В гостевых покоях дворца прислуга тоже сбивалась с ног, приготовляя завтрак для дам, придворных и священнослужителей, приглашенных его величеством. Первые гости уже явились во дворец. Их принимали в соответствии с рангом и знатностью рода. На лицах некоторых приглашенных читалось раздражение из-за того, что им пришлось так рано вставать. В такой денек куда лучше было бы оставаться в теплой постельке, в объятиях щедрой на ласки подруги, нежели отправляться в промозглую даль.
— Погодка сегодня не для охоты. Облака долго не рассеются, если солнцу вообще удастся их разогнать, — ворчал Бернар де Понтиньи, снимая плащ и толстые перчатки, предохранявшие его от утреннего заморозка.
— Вижу, вы с утра не в духе, мой господин, — заметил дородный кардинал, поминутно потягивавший янтарный ликер из чаши, которая утопала в его широких ладонях.
— Полагаю, карета у подъезда принадлежит вашему преосвященству? — бесцеремонно поинтересовался канцлер.
— Да, дражайший Понтиньи.
— Так я и думал.
— Почему же?
— Потому что сегодня, как вижу, ваше преосвященство пребывает в необычайно милосердном расположении духа. Вы решили избавить вашу лошадь от тяжкого наказания. Ей не придется влачить на себе столько плоти, сколько скрывается под вашими просторными одеяниями.
Кардинал покончил с ликером, прищелкнул языком и укорил де Понтиньи:
— Полагаю, что канцлеру Франции прежде всего надо заботиться не о конюшнях своих ближних, а о своей собственной.
Таким ответом клирик язвительно намекал на всем известные слухи о том, что супруга Бернара де Понтиньи входила в число королевских любовниц.
Понемногу нижний дворцовый зал заполнялся приглашенными. Мажордом распорядился расставить здесь вдоль стен длинные столы, ломившиеся от яств, чтобы оказать охотникам достойный прием.

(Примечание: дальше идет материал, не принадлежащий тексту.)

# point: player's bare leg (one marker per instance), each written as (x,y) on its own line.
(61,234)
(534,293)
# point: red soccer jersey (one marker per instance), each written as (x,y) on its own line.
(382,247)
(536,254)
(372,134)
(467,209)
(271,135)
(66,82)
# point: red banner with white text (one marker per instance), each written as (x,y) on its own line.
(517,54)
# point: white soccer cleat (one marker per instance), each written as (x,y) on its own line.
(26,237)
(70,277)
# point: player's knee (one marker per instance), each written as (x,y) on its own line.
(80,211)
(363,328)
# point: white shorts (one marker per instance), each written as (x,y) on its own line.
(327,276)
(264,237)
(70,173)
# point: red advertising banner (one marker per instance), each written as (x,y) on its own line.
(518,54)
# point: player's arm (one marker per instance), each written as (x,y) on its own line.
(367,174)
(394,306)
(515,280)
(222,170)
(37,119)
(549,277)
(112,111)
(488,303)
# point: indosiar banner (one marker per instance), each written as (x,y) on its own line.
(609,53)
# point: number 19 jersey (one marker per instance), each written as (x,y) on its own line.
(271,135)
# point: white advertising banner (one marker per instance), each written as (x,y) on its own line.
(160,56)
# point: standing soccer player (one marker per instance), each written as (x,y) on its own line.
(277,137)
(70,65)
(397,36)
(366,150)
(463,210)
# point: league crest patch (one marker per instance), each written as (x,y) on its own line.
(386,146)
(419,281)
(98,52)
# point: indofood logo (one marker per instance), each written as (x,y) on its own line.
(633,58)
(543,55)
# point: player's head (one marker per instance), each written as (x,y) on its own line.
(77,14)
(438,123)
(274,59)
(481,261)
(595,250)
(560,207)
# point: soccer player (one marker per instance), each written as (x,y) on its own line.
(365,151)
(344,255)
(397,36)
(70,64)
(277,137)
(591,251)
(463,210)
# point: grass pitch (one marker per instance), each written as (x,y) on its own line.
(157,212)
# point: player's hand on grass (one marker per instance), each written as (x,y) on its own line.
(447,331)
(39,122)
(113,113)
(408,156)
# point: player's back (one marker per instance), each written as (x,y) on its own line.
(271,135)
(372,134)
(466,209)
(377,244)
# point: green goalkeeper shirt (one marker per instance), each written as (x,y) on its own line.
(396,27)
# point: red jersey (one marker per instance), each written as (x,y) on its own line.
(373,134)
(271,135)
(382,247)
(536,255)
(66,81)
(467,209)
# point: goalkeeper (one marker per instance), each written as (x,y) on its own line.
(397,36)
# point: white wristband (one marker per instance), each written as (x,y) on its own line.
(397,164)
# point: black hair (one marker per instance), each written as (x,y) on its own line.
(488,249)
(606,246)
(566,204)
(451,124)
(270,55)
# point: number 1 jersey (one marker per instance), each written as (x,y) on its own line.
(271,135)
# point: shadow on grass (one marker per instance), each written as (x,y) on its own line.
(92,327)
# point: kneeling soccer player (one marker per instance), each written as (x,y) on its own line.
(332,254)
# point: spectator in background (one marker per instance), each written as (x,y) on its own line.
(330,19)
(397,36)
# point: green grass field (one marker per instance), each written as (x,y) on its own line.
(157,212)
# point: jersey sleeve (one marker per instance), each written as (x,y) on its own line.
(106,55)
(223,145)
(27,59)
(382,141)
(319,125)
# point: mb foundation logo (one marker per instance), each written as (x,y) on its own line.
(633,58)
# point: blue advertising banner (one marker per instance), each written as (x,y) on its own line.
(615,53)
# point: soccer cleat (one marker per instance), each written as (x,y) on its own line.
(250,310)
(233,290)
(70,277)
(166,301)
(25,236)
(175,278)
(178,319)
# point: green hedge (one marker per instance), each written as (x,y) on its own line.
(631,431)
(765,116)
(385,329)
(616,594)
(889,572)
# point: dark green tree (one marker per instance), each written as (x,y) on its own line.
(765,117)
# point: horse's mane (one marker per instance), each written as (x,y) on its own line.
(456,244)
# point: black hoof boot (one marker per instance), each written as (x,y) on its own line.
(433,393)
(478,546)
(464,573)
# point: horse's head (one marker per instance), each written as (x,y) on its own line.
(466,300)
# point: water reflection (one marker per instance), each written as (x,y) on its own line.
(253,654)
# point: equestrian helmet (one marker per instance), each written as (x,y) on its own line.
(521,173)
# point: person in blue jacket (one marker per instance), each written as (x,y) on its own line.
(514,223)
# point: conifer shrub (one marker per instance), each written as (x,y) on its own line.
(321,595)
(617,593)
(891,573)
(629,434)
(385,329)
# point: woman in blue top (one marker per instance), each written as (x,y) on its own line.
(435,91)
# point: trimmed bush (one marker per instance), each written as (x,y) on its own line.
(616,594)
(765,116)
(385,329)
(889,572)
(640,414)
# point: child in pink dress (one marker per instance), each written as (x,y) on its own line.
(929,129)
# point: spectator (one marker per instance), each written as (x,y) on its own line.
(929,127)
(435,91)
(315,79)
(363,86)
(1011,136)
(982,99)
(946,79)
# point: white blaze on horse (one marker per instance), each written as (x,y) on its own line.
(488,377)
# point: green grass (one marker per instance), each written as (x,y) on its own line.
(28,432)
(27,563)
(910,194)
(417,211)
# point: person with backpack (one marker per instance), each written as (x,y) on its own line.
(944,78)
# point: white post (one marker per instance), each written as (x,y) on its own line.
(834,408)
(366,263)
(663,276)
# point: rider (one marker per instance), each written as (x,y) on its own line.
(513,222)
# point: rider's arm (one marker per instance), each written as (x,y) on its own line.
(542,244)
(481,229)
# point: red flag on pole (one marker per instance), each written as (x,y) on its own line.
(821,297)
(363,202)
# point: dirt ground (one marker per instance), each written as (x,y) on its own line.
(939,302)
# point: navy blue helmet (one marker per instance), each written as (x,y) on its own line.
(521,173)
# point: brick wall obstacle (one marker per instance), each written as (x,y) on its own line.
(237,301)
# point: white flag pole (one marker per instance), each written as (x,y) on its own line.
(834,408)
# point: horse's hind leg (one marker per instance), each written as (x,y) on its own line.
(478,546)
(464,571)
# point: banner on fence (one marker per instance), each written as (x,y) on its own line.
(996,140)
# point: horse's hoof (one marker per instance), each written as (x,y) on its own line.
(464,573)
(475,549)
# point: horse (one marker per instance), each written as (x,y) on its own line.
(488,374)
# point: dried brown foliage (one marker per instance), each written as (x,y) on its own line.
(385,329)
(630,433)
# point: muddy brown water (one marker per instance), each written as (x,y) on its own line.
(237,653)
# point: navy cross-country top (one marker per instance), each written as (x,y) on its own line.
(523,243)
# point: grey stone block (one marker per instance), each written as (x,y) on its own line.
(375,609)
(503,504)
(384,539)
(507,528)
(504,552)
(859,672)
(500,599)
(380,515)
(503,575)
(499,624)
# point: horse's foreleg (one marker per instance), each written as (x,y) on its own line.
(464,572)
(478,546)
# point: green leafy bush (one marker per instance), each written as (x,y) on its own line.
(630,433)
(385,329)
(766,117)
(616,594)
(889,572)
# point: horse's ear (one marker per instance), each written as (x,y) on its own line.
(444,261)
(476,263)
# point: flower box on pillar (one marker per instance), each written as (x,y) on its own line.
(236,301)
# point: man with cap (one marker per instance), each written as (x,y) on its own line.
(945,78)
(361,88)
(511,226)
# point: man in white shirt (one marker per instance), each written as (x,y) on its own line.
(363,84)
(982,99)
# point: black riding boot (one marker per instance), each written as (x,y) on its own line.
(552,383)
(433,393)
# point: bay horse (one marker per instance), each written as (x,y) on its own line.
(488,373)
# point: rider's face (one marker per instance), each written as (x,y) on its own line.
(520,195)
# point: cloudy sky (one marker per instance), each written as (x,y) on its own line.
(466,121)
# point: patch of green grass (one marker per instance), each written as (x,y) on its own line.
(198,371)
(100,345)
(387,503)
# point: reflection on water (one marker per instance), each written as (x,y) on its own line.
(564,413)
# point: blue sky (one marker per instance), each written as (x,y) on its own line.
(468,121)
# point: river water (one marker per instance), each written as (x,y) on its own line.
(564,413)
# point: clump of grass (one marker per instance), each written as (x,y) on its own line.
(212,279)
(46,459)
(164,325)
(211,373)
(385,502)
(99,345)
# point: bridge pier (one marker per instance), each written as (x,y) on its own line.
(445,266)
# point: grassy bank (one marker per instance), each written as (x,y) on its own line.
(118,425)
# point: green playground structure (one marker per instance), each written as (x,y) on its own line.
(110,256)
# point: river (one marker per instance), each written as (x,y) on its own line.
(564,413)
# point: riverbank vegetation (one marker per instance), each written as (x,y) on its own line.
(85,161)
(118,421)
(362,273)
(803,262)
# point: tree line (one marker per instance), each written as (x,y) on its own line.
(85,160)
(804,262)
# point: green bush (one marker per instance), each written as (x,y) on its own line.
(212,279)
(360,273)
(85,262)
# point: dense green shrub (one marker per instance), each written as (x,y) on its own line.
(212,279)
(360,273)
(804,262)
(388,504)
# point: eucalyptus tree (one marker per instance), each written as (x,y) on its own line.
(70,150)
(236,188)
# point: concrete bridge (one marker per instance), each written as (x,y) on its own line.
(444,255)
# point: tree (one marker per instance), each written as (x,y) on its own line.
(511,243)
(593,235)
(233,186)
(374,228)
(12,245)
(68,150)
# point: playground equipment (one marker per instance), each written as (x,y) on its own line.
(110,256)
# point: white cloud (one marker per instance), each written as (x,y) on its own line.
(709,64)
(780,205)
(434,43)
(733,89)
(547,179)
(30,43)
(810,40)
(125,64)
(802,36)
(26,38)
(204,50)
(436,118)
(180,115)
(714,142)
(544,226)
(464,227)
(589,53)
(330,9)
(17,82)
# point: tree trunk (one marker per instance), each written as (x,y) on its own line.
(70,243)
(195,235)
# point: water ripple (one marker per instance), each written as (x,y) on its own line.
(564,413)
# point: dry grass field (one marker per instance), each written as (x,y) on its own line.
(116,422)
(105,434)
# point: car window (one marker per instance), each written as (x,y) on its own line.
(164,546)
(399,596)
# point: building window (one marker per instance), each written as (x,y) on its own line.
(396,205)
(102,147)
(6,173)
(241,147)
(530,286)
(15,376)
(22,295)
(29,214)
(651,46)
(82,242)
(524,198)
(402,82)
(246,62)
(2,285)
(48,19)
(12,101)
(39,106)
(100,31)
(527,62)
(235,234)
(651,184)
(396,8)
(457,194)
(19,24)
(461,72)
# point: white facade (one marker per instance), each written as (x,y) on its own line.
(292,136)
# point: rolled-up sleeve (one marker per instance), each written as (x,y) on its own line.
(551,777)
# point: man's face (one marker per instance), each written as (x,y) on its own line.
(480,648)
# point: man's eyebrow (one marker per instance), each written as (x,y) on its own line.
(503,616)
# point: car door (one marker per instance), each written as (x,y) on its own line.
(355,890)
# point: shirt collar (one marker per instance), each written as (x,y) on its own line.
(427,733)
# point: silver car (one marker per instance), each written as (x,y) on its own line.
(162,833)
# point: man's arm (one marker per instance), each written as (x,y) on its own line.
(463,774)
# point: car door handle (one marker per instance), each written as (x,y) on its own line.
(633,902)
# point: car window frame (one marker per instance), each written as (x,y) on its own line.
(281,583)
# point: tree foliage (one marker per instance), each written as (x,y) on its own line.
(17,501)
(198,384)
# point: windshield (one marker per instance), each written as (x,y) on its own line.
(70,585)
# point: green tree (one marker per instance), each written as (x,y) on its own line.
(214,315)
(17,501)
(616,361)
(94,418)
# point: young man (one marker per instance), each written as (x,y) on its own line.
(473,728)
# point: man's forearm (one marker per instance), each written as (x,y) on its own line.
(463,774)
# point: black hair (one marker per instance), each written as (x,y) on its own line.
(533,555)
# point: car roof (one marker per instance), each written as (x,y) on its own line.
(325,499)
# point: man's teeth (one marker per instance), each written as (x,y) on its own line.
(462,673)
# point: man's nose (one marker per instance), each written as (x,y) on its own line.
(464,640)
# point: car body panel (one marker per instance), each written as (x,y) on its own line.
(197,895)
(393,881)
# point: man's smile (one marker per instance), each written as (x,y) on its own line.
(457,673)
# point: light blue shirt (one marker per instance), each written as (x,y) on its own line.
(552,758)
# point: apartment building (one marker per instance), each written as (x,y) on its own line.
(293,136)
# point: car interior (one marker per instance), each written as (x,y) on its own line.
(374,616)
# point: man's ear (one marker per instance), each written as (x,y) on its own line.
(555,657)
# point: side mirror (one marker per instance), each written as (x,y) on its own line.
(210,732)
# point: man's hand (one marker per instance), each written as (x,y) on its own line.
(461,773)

Слуги сновали от стола к столу, исполняя заказы, которые порою граничили с причудами. Минуты шли, обстановка постепенно разряжалась. Об этом можно было судить по частым взрывам смеха, вызванного каким-нибудь чересчур громким или неуместно веселым замечанием. Присутствие дам оживляло беседы.
Сквозь окна в зал проникал гомон, которым уже наполнился двор. Оттуда доносился нестройный лай собачьих свор, звон подков и скрип повозок. Их оси трещали под немалым грузом всякого скарба, без которого королевская охота попросту немыслима. Здесь были передвижные кухни, походные шатры и все необходимое для того, чтобы охота походила на праздник, на котором олени и кабаны являлись бы лишь одним из пунктов разнообразной программы.